Le Potentiel (Kinshasa)

Congo-Kinshasa: Le secteur minier frappé par des contrats léoniens

Kinshasa — Il est des faits des actes par lesquels les Congolais donnent le flanc à leurs ennemis qui se comptent parmi leurs déstabilisateurs et délateurs. Le secteur minier a été frappé dernièrement par ce que l'on avait appelé à l'époque « révisitation des contrats». C'était une décision du gouvernement après s'être dessillé sur les clauses desdits contrats. Encore que ce sont les ONG étrangères et nationales qui lui avaient mis la puce à l'oreille.

Grosso modo, il était apparu que le Gouvernement partait non favori - à peine 30 % dans le meilleur des cas, contre 70 % et plus pour les investisseurs - dans la plupart des conventions minières en exploitation ou en exploration. La préoccupation consistait à rééquilibrer et ramener les parts aux proportions acceptables. Soit. Question: quelle sanction a été infligée à tous ceux qui avaient engagé l'Etat congolais et induit le gouvernement en erreur?

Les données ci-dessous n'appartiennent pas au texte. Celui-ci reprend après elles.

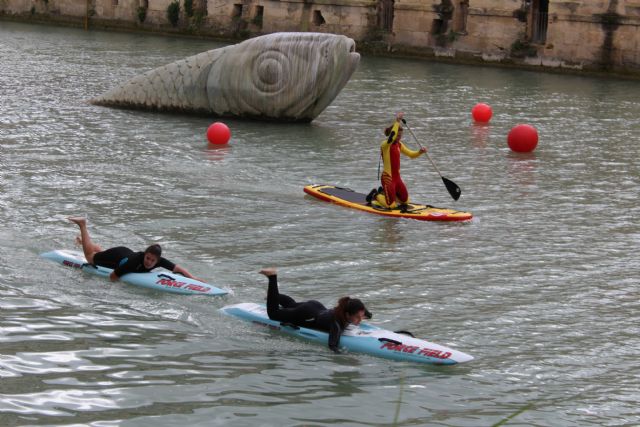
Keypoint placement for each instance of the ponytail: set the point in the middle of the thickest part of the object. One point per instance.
(154, 249)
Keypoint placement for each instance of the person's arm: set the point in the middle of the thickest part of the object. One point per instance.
(334, 336)
(411, 153)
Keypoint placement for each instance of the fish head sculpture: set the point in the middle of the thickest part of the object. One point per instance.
(280, 76)
(291, 76)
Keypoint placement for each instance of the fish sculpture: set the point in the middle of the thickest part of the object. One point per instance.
(280, 76)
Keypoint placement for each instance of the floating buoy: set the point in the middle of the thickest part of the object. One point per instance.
(523, 138)
(218, 133)
(481, 112)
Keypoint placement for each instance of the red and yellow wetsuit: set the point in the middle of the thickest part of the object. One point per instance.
(391, 180)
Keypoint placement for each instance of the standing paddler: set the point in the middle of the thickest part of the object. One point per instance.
(392, 185)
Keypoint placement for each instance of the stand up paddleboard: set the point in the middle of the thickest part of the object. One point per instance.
(161, 280)
(365, 338)
(351, 199)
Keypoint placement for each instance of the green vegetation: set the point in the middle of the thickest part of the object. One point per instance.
(188, 8)
(521, 48)
(142, 13)
(173, 12)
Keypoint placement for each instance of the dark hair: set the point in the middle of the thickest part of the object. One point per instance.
(347, 306)
(154, 249)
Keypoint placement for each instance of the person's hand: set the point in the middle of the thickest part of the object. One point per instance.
(268, 271)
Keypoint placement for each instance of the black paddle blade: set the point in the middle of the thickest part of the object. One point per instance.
(452, 188)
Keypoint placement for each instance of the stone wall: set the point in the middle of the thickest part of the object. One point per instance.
(590, 35)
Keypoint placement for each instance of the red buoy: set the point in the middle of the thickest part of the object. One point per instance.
(218, 133)
(523, 138)
(481, 112)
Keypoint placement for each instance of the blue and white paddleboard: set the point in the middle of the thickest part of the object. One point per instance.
(365, 338)
(159, 279)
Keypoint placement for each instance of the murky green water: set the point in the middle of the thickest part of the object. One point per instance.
(542, 287)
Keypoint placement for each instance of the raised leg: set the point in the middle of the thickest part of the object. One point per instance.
(88, 247)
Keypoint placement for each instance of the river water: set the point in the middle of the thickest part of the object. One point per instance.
(541, 287)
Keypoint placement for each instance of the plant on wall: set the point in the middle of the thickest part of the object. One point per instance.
(188, 8)
(173, 12)
(142, 13)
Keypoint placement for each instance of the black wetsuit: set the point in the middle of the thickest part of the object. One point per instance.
(309, 314)
(123, 260)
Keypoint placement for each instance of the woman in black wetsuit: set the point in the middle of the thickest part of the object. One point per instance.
(122, 259)
(312, 314)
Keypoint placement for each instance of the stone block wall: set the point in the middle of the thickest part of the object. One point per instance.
(351, 18)
(578, 34)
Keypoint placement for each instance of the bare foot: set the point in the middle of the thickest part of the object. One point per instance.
(268, 271)
(77, 220)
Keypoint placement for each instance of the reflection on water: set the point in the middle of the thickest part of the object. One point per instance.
(541, 287)
(480, 133)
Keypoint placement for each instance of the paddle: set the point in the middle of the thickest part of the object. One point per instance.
(452, 187)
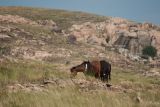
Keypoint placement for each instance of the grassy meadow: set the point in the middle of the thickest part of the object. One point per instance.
(130, 88)
(139, 91)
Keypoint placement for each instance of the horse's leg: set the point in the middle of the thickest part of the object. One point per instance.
(96, 75)
(110, 73)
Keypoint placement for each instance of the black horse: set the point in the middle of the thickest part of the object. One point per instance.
(100, 69)
(105, 72)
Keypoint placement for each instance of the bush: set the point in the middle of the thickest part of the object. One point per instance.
(150, 51)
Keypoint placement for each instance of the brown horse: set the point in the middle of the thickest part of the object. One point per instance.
(100, 69)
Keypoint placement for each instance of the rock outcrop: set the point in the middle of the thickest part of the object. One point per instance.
(119, 33)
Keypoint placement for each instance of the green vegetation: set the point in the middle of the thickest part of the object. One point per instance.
(129, 88)
(150, 51)
(135, 85)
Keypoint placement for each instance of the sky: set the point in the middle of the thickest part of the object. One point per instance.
(136, 10)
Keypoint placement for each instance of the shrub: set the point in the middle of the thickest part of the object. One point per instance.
(150, 51)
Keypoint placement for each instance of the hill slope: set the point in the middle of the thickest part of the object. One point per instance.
(39, 46)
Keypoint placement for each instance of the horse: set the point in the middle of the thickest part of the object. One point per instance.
(100, 69)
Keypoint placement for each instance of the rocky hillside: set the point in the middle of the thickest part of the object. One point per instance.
(129, 38)
(39, 46)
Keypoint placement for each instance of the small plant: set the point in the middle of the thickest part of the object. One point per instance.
(150, 51)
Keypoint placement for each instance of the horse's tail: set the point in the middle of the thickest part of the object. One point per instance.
(109, 71)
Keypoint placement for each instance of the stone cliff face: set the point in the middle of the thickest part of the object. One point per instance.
(119, 33)
(127, 37)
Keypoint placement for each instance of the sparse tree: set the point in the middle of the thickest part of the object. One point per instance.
(150, 51)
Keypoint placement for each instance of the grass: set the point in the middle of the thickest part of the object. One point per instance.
(131, 84)
(70, 96)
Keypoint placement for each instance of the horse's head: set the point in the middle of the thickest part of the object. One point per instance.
(80, 68)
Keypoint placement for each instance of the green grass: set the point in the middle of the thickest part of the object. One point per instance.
(70, 96)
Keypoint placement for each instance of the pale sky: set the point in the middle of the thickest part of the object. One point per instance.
(136, 10)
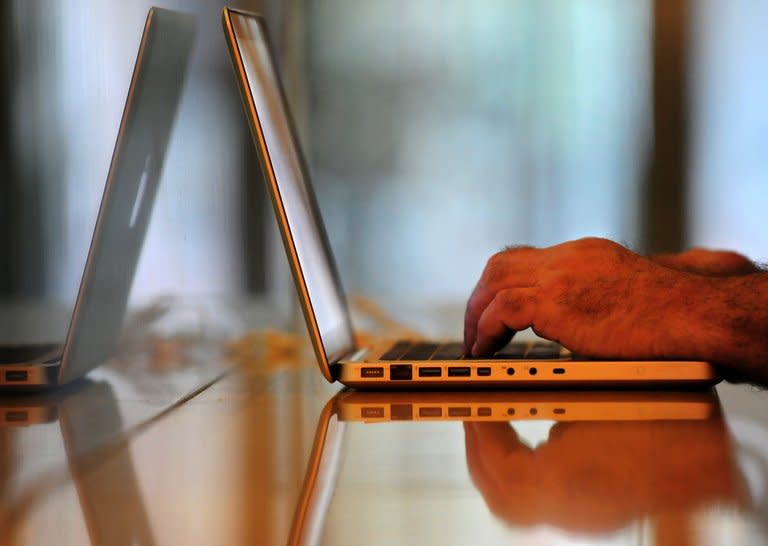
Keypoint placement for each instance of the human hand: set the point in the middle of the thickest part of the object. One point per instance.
(702, 261)
(599, 476)
(592, 295)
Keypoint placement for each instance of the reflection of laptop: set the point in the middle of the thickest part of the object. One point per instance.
(105, 488)
(124, 213)
(651, 413)
(319, 287)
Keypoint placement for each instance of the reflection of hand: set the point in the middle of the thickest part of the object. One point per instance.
(716, 263)
(599, 476)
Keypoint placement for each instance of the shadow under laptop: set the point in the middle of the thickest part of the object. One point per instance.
(626, 467)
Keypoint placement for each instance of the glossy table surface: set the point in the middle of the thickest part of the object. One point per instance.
(268, 453)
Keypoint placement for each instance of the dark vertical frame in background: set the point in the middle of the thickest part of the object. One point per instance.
(6, 149)
(664, 212)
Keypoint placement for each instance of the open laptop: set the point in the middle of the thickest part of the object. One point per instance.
(634, 422)
(107, 486)
(404, 365)
(132, 183)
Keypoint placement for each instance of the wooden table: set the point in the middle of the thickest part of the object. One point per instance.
(259, 456)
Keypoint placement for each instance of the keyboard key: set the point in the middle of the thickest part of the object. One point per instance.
(543, 351)
(449, 351)
(419, 351)
(513, 351)
(396, 351)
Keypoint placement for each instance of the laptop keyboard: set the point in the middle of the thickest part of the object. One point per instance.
(410, 350)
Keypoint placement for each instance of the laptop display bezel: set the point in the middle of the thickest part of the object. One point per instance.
(325, 358)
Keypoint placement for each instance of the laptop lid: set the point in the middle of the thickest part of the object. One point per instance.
(309, 253)
(130, 190)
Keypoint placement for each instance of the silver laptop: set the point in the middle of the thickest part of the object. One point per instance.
(405, 364)
(132, 183)
(108, 489)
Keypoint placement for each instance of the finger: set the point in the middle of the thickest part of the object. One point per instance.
(488, 446)
(477, 303)
(511, 310)
(511, 268)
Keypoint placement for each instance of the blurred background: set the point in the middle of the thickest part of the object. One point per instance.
(437, 132)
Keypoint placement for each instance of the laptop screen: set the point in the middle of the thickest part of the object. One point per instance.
(305, 228)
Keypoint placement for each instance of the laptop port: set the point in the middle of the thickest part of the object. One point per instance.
(16, 375)
(431, 412)
(372, 372)
(401, 372)
(401, 412)
(374, 412)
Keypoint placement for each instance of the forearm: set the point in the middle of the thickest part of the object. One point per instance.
(725, 321)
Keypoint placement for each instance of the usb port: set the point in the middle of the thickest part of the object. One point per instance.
(430, 412)
(16, 375)
(374, 412)
(459, 412)
(399, 372)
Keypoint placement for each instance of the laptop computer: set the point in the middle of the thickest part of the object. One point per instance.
(322, 298)
(113, 515)
(633, 422)
(123, 216)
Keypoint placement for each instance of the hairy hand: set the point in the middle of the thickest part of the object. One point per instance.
(592, 295)
(702, 261)
(618, 470)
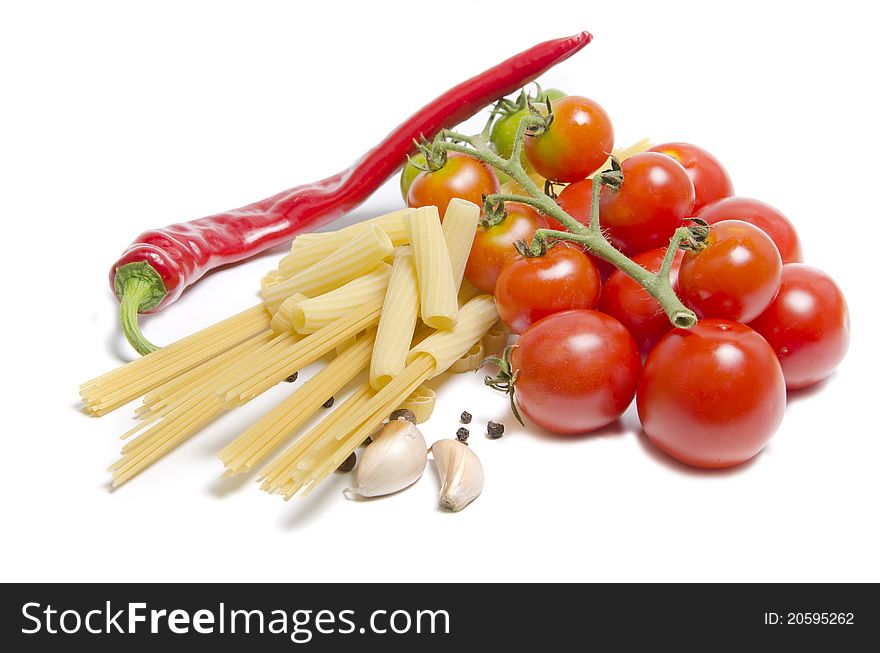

Réponse: aucune. L'argument massue était que les experts congolais auraient négocié en position de faiblesse (sic!). Comme pour dire qu'il n'était nécessaire d'examiner le fond au risque de voir se volatiliser des espèces sonnantes et trébuchantes. Toutefois, l'opération ne s'est pas faite sans créer des couacs. C'est le cas, notamment de la résiliation du projet KMT déjà rendu opérationnel par le géant minier canadien First Quantum.

Depuis lors, l'Etat congolais aurait maille à partir avec la justice internationale, quand bien des arrangements à l'amiable auraient été proposées afin de préserver les bonnes relations. Quant au géant américain TFM, il n'a pas voulu que l'on ne retouche à aucune des clauses de son contrat. Et les choses en sont restées. Une question en appelant une autre: a-t-on tiré les leçons de la révisitation des contrats miniers? Apparemment, non.

L'Etat est en procès pour avoir résilié le contrat avec la firme CTC venue soi-disant pour renforcer la capacité de l'ex-OFIDA à maximiser ses recettes. Résultat: CTC n'a pas été à la hauteur des attentes. Et sans autre forme de procès, le gouvernement a rompu le contrat, unilatéralement. Violant ainsi un texte négocié en toute responsabilité.

En toute souveraineté, le gouvernement vient de céder des actions dans l'OKIMO et la CINAT. Les raisons profondes évoquées par les ministres du Portefeuille et de l'Industrie n'ont pas convaincu les élus du peuple qui voient quelque chose de louche dans le désengagement du gouvernement, ostentatoirement défavorable?

Quid? La RDC souffre de léoninite. L'habitude crée l'organe dans les contrats léonins.